Pada waktu itu, pemerintah Kolombia baru saja membaharui peraturan mengenai penculikan seiring dengan tambah maraknya kasus tersebut di sana. Salah satu bentuknya adalah menindak penerimaan imbalan kendati ia berposisi seperti Higuita: membantu pembebasan korban penculikan.

Pengacara Higuita kala itu, Fabio Luzcano, menyebut kliennya tak tahu menahu mengenai hukum seputar kasus penculikan. “Dia tidak tahu apa-apa selain bermain sepakbola,” ujar Luzcano.

Jika berbicara mengenai kasus kriminal para pesepakbola, sebetulnya tiada lagi negeri yang tepat untuk menjadi rujukan selain Inggris. Di sana, ada begitu banyak kasus kriminal yang dilakukan para pesepakbola. Dari kasus yang standar seperti pelanggaran lalu lintas, hingga kasus pelecehan seksual.

Untuk kasus pelanggaran lalu lintas, ada nama-nama beken seperti Tony Adams, misalnya, yang pada tahun 1990 pernah ditangkap saat menyetir dalam keadaan mabuk dan harus mendekam di bui selama 57 hari. Ketika ditanya bagaimana kesannya saat dipenjara, mantan kapten Arsenal tersebut menjawab enteng: “Awalnya sih kaget, tapi lama-lama seperti di dalam hotel”.

Dalam rentang waktu yang berbeda, Adam Chapman dan Lee Hughes juga pernah didakwa untuk kasus serupa: mengemudi ugal-ugalan sambil mabuk dan menabrak orang hingga tewas.

Chapman, bekas striker Oxford United, melakukannya pada tahun 2009 dan harus mendekam di bui selama 30 bulan. Sementara Hughes, yang merupakan eks striker West Bromwich Albion, pada 2004 didakwa enam tahun penjara dan dilarang mengemudi selama 10 tahun karena ia juga dikenakan kasus tabrak lari.

Beralih ke kasus lain, Troy Deeney, striker Watford, pada tahun 2012 mesti merasakan lantai dingin penjara selama 10 bulan karena kasus yang tidak main-main: bersama beberapa rekannya, Deeney mengeroyok sekelompok mahasiswa di sebuah klub malam di Birmingham.

Peter Storey, salah seorang pemain ternama Arsenal pada medi0 70-an, pernah beberapa kali keluar masuk bui karena berbagai kasus. 1979: mendirikan rumah bordil yang diberi nama Calypso Massage Parlour. 1980: terkena kasus pemalsuan koin emas. 1982: pencurian mobil.
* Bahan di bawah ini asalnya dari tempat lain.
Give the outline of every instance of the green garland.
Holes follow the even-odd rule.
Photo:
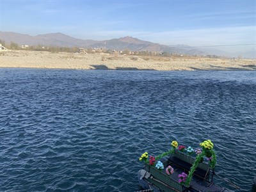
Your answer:
[[[209,161],[209,165],[211,168],[214,168],[216,163],[216,154],[213,150],[208,150],[207,152],[211,152],[212,154],[212,159],[211,161]],[[191,182],[193,174],[194,173],[195,171],[196,170],[197,166],[198,166],[199,163],[201,161],[202,158],[204,158],[205,156],[206,151],[204,150],[203,152],[199,155],[198,155],[196,157],[196,161],[195,161],[194,163],[193,164],[192,166],[190,168],[190,170],[188,175],[188,177],[185,182],[185,186],[189,187],[190,186],[190,182]]]
[[[175,142],[176,143],[174,143],[173,142]],[[162,154],[157,156],[156,157],[155,159],[156,161],[158,161],[159,159],[163,158],[163,157],[170,156],[170,154],[172,154],[174,153],[175,148],[177,148],[178,143],[175,141],[173,141],[172,143],[172,145],[173,146],[173,148],[168,150],[168,152],[164,152]],[[203,148],[203,152],[202,154],[198,154],[197,156],[196,157],[196,160],[195,161],[194,163],[192,164],[192,166],[190,168],[190,170],[189,172],[188,177],[186,180],[186,182],[184,183],[185,186],[187,187],[189,187],[190,186],[190,182],[191,182],[193,175],[196,170],[196,168],[198,167],[199,163],[202,162],[202,159],[204,158],[204,157],[210,157],[211,156],[212,157],[212,159],[211,161],[209,162],[209,164],[211,167],[211,168],[214,169],[215,168],[215,166],[216,164],[216,156],[214,151],[212,150],[213,148],[213,144],[211,141],[211,140],[207,140],[204,141],[203,143],[200,143],[200,145]],[[142,157],[142,156],[141,156]],[[145,161],[145,160],[144,160]],[[149,164],[149,160],[147,159],[145,161],[145,163],[146,164]]]
[[[174,153],[174,151],[175,150],[175,148],[174,147],[173,147],[171,150],[169,150],[168,151],[164,152],[163,154],[161,154],[161,155],[159,155],[157,156],[156,156],[155,157],[156,161],[162,159],[163,157],[167,156],[170,156],[170,154],[172,154],[173,153]],[[147,161],[145,161],[145,163],[148,164],[149,163],[149,160],[147,159]]]

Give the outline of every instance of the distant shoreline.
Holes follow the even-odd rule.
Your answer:
[[[256,60],[0,51],[0,67],[133,70],[256,70]]]

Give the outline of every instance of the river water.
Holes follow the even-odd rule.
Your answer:
[[[255,129],[255,72],[0,68],[0,191],[134,191],[142,153],[206,139],[248,191]]]

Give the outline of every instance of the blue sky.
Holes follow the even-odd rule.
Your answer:
[[[31,35],[191,46],[256,40],[256,0],[0,0],[0,31]]]

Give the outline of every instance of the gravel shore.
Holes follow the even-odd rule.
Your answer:
[[[256,70],[256,60],[2,51],[0,51],[0,67],[156,70]]]

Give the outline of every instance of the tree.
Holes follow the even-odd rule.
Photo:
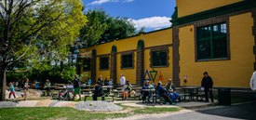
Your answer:
[[[87,22],[79,0],[3,0],[0,2],[1,100],[7,71],[51,65],[65,60]]]
[[[127,18],[114,18],[101,9],[86,13],[88,22],[81,30],[80,39],[88,46],[122,39],[136,34],[136,28]]]

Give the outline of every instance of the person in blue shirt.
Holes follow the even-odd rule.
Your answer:
[[[150,85],[148,80],[146,80],[142,86],[142,89],[155,89],[155,87],[152,85]],[[152,95],[152,91],[143,91],[142,101],[145,101],[146,97],[148,97],[148,100],[150,100],[151,95]]]

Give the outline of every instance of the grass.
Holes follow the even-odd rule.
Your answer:
[[[37,108],[5,108],[0,109],[1,120],[46,120],[46,119],[67,119],[67,120],[91,120],[126,117],[128,113],[104,113],[78,111],[74,108],[37,107]]]
[[[127,108],[126,108],[127,109]],[[128,113],[95,113],[69,107],[2,108],[0,120],[91,120],[128,117],[135,114],[178,112],[180,108],[132,108]]]
[[[137,109],[134,110],[135,114],[145,114],[145,113],[163,113],[168,112],[178,112],[181,108],[155,108],[155,107],[148,107],[144,109]]]

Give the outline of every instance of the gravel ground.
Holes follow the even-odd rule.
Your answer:
[[[17,103],[12,101],[2,101],[0,102],[0,108],[11,108],[16,107]]]
[[[75,105],[75,109],[83,111],[94,111],[94,112],[114,112],[121,111],[123,108],[106,101],[84,101]]]

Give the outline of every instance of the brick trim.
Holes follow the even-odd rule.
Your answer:
[[[121,52],[120,53],[121,55],[120,55],[120,69],[121,70],[127,70],[127,69],[134,69],[134,62],[135,62],[135,60],[134,60],[134,52],[133,51],[127,51],[127,52]],[[130,68],[123,68],[122,67],[122,56],[123,55],[129,55],[129,54],[131,54],[132,55],[132,67],[130,67]]]
[[[150,67],[151,68],[159,68],[159,67],[168,67],[169,66],[169,48],[168,48],[168,45],[166,45],[166,46],[158,46],[158,47],[151,47],[150,48],[150,52],[149,52],[149,56],[150,56],[150,59],[149,59],[149,61],[150,61]],[[164,65],[164,66],[153,66],[153,52],[155,51],[165,51],[167,52],[167,65]]]
[[[108,58],[108,69],[101,69],[101,58]],[[110,69],[110,59],[109,59],[109,55],[101,55],[99,56],[99,70],[100,71],[108,71]]]

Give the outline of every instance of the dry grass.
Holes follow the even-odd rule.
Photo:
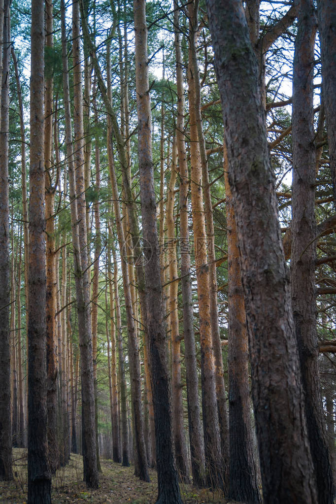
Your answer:
[[[27,451],[14,450],[13,481],[0,481],[2,504],[25,504],[27,501]],[[122,467],[111,460],[101,461],[102,474],[99,488],[88,490],[83,483],[83,461],[80,455],[72,454],[70,463],[58,470],[52,478],[52,501],[61,503],[91,502],[94,504],[152,504],[157,495],[156,473],[150,471],[151,482],[141,481],[133,474],[132,467]],[[217,492],[197,490],[190,485],[181,485],[182,498],[186,504],[227,502]]]

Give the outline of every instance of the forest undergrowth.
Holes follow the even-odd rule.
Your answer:
[[[13,449],[13,481],[0,481],[2,504],[25,504],[27,502],[27,452]],[[123,467],[112,460],[101,460],[102,474],[99,475],[99,487],[88,490],[83,481],[83,459],[72,453],[69,463],[58,470],[52,478],[53,504],[91,502],[92,504],[151,504],[157,497],[157,474],[150,470],[151,481],[140,481],[134,475],[134,468]],[[185,504],[231,504],[221,492],[208,489],[199,490],[190,485],[181,485],[182,500]]]

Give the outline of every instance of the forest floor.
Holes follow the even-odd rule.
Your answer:
[[[27,501],[27,451],[13,451],[13,481],[0,481],[1,504],[25,504]],[[133,468],[123,467],[112,460],[101,461],[102,474],[99,488],[89,490],[83,479],[83,460],[72,454],[70,463],[56,472],[52,478],[53,504],[90,502],[94,504],[153,504],[157,496],[157,475],[151,470],[151,481],[145,483],[136,478]],[[208,489],[198,490],[190,485],[181,485],[185,504],[230,504],[223,495]]]

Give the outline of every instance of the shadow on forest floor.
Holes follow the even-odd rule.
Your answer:
[[[13,450],[13,481],[0,481],[2,504],[25,504],[27,501],[27,451]],[[70,463],[61,468],[52,478],[53,504],[91,502],[93,504],[153,504],[157,496],[156,473],[150,470],[151,482],[141,481],[133,474],[133,467],[123,467],[111,460],[101,461],[102,474],[99,488],[89,490],[83,482],[83,461],[72,454]],[[197,490],[189,485],[181,486],[185,504],[229,504],[218,492]]]

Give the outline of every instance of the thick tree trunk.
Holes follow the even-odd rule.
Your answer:
[[[21,236],[20,236],[21,237]],[[21,268],[22,267],[22,247],[20,240],[20,256],[18,267],[17,292],[16,304],[18,309],[17,354],[18,354],[18,392],[19,401],[19,439],[18,446],[24,448],[24,431],[25,429],[24,408],[23,404],[23,376],[22,367],[22,312],[21,312]]]
[[[138,105],[138,155],[142,224],[145,241],[147,326],[151,350],[158,497],[160,504],[181,502],[172,432],[171,390],[163,320],[156,226],[156,205],[152,157],[152,114],[149,93],[146,2],[135,0],[136,81]]]
[[[225,143],[225,140],[224,140]],[[248,383],[248,349],[237,228],[228,177],[224,145],[224,177],[228,228],[229,279],[228,329],[230,462],[228,497],[256,504],[260,501],[254,460]]]
[[[313,67],[316,18],[312,0],[297,0],[293,80],[291,287],[305,393],[308,432],[319,504],[331,504],[332,474],[321,397],[316,334]]]
[[[207,3],[240,251],[264,502],[315,503],[258,66],[242,3]]]
[[[45,2],[45,46],[52,50],[52,3]],[[55,257],[54,188],[52,186],[51,159],[52,138],[53,78],[47,74],[44,89],[44,166],[45,168],[45,219],[46,221],[46,320],[47,320],[47,409],[48,411],[48,458],[50,471],[54,474],[59,465],[56,417],[57,409],[56,320],[56,263]]]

Terakhir, dan ini yang paling absurd, tahun 1990: dipenjara selama empat minggu karena mengimpor 20 video porno.

Pemain Inggris yang dikenal sering menjadi biang keributan, Joey Barton, pada 2007 juga pernah mendekam di penjara selama empat bulan karena memukuli rekan setimnya di Manchester City: Ousmane Dabo. Dalam insiden tersebut, Dabo terkapar dan mengalami kerusakan parah di retinanya akibat hantaman berkali-kali dari Barton.

Infografik Kesebelasan penyamun

Masih ada banyak nama-nama lain yang masuk ke dalam daftar pesepakbola yang pernah dipenjara. Eric Cantona dengan tendangan kungfunya yang legendaris ke Matthew Simons, suporter Crystal Palace, saat Manchester United tandang ke markas Palace pada 1995. Serge Aurier pernah mencaci-maki polisi di Paris pada 2016. Lalu ada Nile Ranger yang dipenjara karena serangkaian kasus penipuan dan pencurian.

Namun untuk menyebut siapa saja pesepakbola yang memiliki catatan kriminal paling parah, silakan merujuk kepada nama-nama berikut: Adam Johnson, Bruno Fernandes de Souza, dan Nizar Trabelsi. Apa saja kasus mereka?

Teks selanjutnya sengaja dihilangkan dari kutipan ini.